Improve docs

vcastellm · vcastellm · commit 9502d2706b69 · 2026-04-10T09:22:38.000+02:00
diff --git a/website/docs/usage/upgrade.md b/website/docs/usage/upgrade.md
@@ -2,25 +2,100 @@
 title: Upgrade methods
 ---
 
-Use one of the following methods (depending on the changes) to upgrade a cluster to a newer version.
+# Upgrade methods
 
-### Rolling upgrade
+Use the upgrade method that matches the kind of change you are making. In most cases, a rolling upgrade is the safest option because it lets you replace nodes gradually while keeping the cluster available. Use backup and restore when you are building a fresh cluster, migrating to new infrastructure, or when release notes require a full rebuild instead of mixed-version operation.
 
-Use the following procedure to rotate all cluster nodes, one server at a time:
+## Before you start
 
-1. Add a new server to the cluster with a configuration that joins them to the existing cluster.
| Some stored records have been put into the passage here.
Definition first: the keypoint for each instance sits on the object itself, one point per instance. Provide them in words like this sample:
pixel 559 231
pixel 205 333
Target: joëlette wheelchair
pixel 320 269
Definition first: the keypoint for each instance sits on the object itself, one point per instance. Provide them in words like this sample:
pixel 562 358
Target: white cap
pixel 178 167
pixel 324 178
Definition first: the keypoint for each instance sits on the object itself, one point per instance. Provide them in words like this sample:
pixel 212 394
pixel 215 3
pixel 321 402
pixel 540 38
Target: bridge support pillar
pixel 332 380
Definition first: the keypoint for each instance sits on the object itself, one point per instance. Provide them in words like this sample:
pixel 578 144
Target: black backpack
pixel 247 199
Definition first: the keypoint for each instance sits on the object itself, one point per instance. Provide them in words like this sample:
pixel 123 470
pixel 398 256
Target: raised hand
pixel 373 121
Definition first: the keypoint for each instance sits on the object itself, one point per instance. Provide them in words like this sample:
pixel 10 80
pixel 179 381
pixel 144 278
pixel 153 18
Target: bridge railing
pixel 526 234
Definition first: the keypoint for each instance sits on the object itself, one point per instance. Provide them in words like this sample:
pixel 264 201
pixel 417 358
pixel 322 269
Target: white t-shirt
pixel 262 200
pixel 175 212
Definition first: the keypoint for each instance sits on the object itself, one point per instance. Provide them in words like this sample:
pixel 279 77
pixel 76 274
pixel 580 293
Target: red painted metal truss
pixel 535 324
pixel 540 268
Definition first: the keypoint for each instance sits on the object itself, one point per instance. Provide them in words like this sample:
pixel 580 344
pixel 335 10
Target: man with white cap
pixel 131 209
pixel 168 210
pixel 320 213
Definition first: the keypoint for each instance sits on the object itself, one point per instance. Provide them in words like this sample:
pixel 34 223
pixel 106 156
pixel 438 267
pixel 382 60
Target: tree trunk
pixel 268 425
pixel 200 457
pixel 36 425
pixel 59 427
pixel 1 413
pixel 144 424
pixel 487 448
-1. Stop dkron service on one of the old servers, if it was the leader allow a new leader to be elected. Note that it is better to remove the current leader at the end, to ensure a leader is elected from the new nodes.
-1. Use `dkron raft list-peers` to list current cluster nodes.
-1. Use `dkron raft remove-peer` to forcefully remove the old server.
-1. Repeat steps above until all old cluster nodes have been upgraded.
+Before upgrading any node:
 
-### Backup & Restore
+1. Read the release notes for the target version and check whether mixed-version clusters are supported during the transition.
+2. Make sure the current cluster is healthy and has quorum.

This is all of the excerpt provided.